OpenStreetMap (https://www.openstreetmap.org) は、世界規模で利用可能な無料のオンライン地図データベースである。誰でも自由に利用・編集でき、地図データを様々な形式で取得できる。
【目次】
前準備
Python 3.12 のインストール(Windows 上) [クリックして展開]
以下のいずれかの方法で Python 3.12 をインストールする。Python がインストール済みの場合、この手順は不要である。
方法1:winget によるインストール
管理者権限のコマンドプロンプトで以下を実行する。管理者権限のコマンドプロンプトを起動するには、Windows キーまたはスタートメニューから「cmd」と入力し、表示された「コマンドプロンプト」を右クリックして「管理者として実行」を選択する。
winget install --id Python.Python.3.12 -e --scope machine --silent --accept-source-agreements --accept-package-agreements --override "/quiet InstallAllUsers=1 PrependPath=1 Include_test=0 Include_pip=1 Include_launcher=1 InstallLauncherAllUsers=1 TargetDir=\"C:\Program Files\Python312\""
powershell -Command "$p='C:\Program Files\Python312'; $s=\"$p\Scripts\"; $m=[Environment]::GetEnvironmentVariable('Path','Machine'); if($m -notlike \"*$s*\") { [Environment]::SetEnvironmentVariable('Path', \"$p;$s;$m\", 'Machine') }"
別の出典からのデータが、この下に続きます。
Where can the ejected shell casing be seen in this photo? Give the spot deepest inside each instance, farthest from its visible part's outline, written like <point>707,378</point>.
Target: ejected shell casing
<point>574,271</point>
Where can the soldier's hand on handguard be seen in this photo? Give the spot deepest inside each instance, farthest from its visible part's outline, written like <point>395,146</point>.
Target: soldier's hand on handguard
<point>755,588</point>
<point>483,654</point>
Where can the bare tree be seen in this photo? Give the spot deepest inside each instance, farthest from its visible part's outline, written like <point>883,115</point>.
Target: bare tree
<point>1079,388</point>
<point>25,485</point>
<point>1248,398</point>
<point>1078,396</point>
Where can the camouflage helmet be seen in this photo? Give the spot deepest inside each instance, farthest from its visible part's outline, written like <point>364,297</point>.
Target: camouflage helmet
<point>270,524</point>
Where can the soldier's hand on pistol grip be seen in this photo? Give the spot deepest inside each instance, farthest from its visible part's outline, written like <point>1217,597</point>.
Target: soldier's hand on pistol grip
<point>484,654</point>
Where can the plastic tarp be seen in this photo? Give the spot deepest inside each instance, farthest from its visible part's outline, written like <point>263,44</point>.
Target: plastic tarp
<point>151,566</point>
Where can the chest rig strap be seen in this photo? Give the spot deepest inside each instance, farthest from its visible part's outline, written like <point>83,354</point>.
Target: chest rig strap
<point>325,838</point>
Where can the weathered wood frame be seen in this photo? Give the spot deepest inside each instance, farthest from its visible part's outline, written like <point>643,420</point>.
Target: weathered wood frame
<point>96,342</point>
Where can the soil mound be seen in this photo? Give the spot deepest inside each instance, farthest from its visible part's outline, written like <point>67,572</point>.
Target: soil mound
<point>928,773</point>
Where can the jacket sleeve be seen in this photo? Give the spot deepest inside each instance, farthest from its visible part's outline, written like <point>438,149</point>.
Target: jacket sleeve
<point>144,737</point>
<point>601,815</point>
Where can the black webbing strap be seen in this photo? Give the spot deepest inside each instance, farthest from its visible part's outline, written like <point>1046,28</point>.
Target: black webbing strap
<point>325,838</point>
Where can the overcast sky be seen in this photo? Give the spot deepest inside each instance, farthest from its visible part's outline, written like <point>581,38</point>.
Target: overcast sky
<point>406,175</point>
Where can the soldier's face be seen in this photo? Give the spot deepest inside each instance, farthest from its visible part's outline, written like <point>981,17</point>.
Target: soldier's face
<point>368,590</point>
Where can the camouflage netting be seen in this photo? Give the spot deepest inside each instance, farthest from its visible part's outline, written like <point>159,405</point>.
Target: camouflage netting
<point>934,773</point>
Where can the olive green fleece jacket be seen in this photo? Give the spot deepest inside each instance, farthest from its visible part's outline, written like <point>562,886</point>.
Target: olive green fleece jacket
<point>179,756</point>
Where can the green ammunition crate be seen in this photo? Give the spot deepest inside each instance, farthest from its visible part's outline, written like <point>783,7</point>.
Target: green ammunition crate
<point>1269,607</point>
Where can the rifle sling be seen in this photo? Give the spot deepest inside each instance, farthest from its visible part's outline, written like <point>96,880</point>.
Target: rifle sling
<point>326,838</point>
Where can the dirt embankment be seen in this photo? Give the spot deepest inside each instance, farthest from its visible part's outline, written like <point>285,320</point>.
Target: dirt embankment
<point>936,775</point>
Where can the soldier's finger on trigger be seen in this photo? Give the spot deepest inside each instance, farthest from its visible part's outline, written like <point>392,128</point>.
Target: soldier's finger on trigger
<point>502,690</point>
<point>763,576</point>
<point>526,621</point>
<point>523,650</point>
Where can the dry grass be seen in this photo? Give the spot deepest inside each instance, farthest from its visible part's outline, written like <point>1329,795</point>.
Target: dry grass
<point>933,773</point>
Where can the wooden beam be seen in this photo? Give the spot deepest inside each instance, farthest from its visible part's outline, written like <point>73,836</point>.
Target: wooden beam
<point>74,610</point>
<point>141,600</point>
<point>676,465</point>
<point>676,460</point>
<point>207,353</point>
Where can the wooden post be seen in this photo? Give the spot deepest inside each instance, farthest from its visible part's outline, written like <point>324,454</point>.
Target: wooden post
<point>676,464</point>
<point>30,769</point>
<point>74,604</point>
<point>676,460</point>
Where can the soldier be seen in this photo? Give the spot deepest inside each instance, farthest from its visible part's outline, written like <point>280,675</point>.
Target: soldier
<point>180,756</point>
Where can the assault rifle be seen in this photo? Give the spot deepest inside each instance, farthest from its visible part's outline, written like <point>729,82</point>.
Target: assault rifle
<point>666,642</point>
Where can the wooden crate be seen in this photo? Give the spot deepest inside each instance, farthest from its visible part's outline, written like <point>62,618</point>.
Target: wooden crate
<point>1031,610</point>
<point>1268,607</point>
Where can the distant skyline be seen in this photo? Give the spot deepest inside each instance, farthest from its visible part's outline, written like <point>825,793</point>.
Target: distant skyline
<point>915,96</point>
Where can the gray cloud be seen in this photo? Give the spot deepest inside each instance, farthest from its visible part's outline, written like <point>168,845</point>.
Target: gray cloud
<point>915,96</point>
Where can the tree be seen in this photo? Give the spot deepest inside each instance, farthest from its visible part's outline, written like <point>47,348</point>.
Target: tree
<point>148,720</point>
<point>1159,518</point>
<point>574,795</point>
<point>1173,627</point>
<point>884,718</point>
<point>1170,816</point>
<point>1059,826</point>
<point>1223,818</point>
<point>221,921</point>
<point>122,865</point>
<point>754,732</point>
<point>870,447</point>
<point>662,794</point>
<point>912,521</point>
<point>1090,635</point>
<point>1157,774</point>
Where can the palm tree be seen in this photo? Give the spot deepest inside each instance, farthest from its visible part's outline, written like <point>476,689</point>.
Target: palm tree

--scope machine を指定すると、全ユーザー向けにインストールされる。このオプションの実行には管理者権限が必要である。インストール完了後、コマンドプロンプトを再起動すると PATH が設定される。
方法2:インストーラーによるインストール
- Python 公式サイト(https://www.python.org/downloads/)にアクセスし、「Download Python 3.x.x」ボタンから Windows 用インストーラーをダウンロードする。
- ダウンロードしたインストーラーを実行する。
- 初期画面の下部に表示される「Add python.exe to PATH」にチェックを入れてから「Customize installation」を選択する。このチェックを入れないと、コマンドプロンプトから
pythonコマンドを実行できない。 - 「Install Python 3.12 for all users」にチェックを入れ、「Install」をクリックする。
インストールの確認
コマンドプロンプトで以下を実行する。
python --version
バージョン番号(例:Python 3.12.x)が表示されればインストールは成功である。「'python' は、内部コマンドまたは外部コマンドとして認識されていません。」と表示される場合は、インストールが完了していない。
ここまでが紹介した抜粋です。